1. La doctrine de « l’abus de procédure » mobilisée

La Cour s’est appuyée sur la seconde branche de la doctrine de l’abuse of process, telle que définie par la jurisprudence britannique dans l’affaire R v Horseferry Road Magistrates’ Court, Ex parte Bennett (1994). Cette doctrine permet à une cour de stopper un procès — même équitable — lorsque sa poursuite « heurterait le sens de la justice et de la propriété » de l’institution judiciaire.

En clair : même si Navin Ramgoolam aurait pu bénéficier d’un procès techniquement équitable, le maintenir reviendrait à cautionner des dérives policières qui dépassent l’acceptable.

2. Une « cascade d’arrestations » qualifiée de « get the man at all costs »

Le passage le plus cinglant du jugement est sans doute celui où les magistrats qualifient la séquence de dix chefs provisoires lancés contre Ramgoolam entre février et juin 2015 d’opération destinée à « coincer l’homme à tout prix et par tous les moyens » (« get the man at all costs and by all means »).

Les juges relèvent qu’à l’exception de l’actuelle poursuite, tous les autres dossiers ont été soit retirés par le DPP, soit rejetés par les tribunaux. Une statistique qui, à elle seule, en dit long sur la fragilité des accusations initiales.

3. L’affidavit Dufry, jamais enquêté

C’est sans doute le point central du jugement. En février 2015, Simo Carevic (CEO de Mauritius Duty Free Paradise) et Thomas Galet (Deputy COO du groupe Dufry) signaient un affidavit explosif devant la Cour suprême. Ils y affirmaient avoir été menacés par trois membres de l’exécutif d’alors, en présence de Rakesh Gooljaury, afin de produire des preuves de corruption contre Ramgoolam.

La Cour s’étonne : alors que la police a multiplié les démarches pour rattacher la criminalité aux Rs 200 millions saisis, aucune enquête n’a été menée sur ces graves accusations pourtant directement liées au dossier.

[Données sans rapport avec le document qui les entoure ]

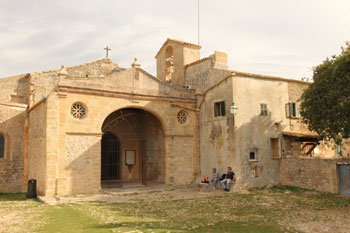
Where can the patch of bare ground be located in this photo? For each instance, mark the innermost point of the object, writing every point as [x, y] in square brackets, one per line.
[19, 216]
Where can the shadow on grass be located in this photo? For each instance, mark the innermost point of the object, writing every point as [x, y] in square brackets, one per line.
[224, 226]
[13, 197]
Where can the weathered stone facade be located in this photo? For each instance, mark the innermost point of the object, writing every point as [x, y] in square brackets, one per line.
[79, 129]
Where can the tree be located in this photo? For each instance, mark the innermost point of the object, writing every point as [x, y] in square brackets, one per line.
[325, 104]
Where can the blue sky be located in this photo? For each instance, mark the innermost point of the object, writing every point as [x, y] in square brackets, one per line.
[272, 37]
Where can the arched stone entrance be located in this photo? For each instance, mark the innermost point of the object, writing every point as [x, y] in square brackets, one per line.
[132, 149]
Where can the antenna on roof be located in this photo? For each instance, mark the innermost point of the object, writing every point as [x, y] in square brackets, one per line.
[198, 22]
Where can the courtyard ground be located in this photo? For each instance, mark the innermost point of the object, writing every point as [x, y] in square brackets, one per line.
[180, 209]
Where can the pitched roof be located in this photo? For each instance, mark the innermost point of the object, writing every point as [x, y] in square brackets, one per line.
[244, 74]
[187, 44]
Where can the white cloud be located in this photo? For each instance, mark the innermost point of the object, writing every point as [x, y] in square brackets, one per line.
[282, 38]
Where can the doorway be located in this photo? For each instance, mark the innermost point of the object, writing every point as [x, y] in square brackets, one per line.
[344, 179]
[110, 160]
[140, 159]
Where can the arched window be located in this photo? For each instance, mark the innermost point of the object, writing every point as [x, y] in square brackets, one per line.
[169, 63]
[2, 146]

« Ces allégations n’ont pas été faites à la légère », soulignent les juges, rappelant que Carevic et Galet occupaient des postes de très haut niveau dans leurs entreprises.

4. Le silence sur les allégations contre un membre du Cabinet

Dans sa déposition du 16 janvier 2017, Navin Ramgoolam avait déclaré aux enquêteurs détenir des informations selon lesquelles un membre du Cabinet de l’époque « suivait et conseillait activement la police » dans son dossier.

Là encore, la Cour relève qu’aucune vérification n’a été effectuée. Or, selon les magistrats, dès lors qu’un mis en cause apporte des éléments précis mettant en doute l’impartialité de l’enquête, la police a l’obligation de les vérifier — « sans quoi cela reviendrait à permettre à n’importe qui de dissimuler des investigations sous couvert d’allégations ».

5. La nature même de l’infraction reprochée

Dernier élément majeur : la Cour a réalisé un exercice de mise en balance. L’infraction reprochée à Ramgoolam — Limitation of Payment in Cash sous la FIAMLA — n’est pas une infraction de blanchiment proprement dite. Elle ne suppose aucune criminalité attachée à l’argent : il suffit d’avoir accepté un paiement en cash supérieur à Rs 500 000.

Autrement dit, l’argent saisi chez Ramgoolam pourrait être d’origine parfaitement légitime — la simple acceptation en espèces aurait suffi à constituer l’infraction. Pour les juges, cette nature relativement « technique » de l’infraction ne pèse pas aussi lourd dans la balance que la gravité des manquements constatés dans l’enquête.

Le message final de la Cour

Au-delà des aspects juridiques, le jugement contient un message institutionnel fort :

« La confiance publique ne peut être préservée qu’en ne laissant pas se poursuivre une telle procédure, donnant ainsi un signal clair que la Cour n’adoptera pas l’approche selon laquelle la fin justifie les moyens. »

Les magistrats ajoutent que tout citoyen mauricien doit pouvoir bénéficier d’une enquête policière indépendante et impartiale — un rappel qui résonne particulièrement dans le contexte politique actuel.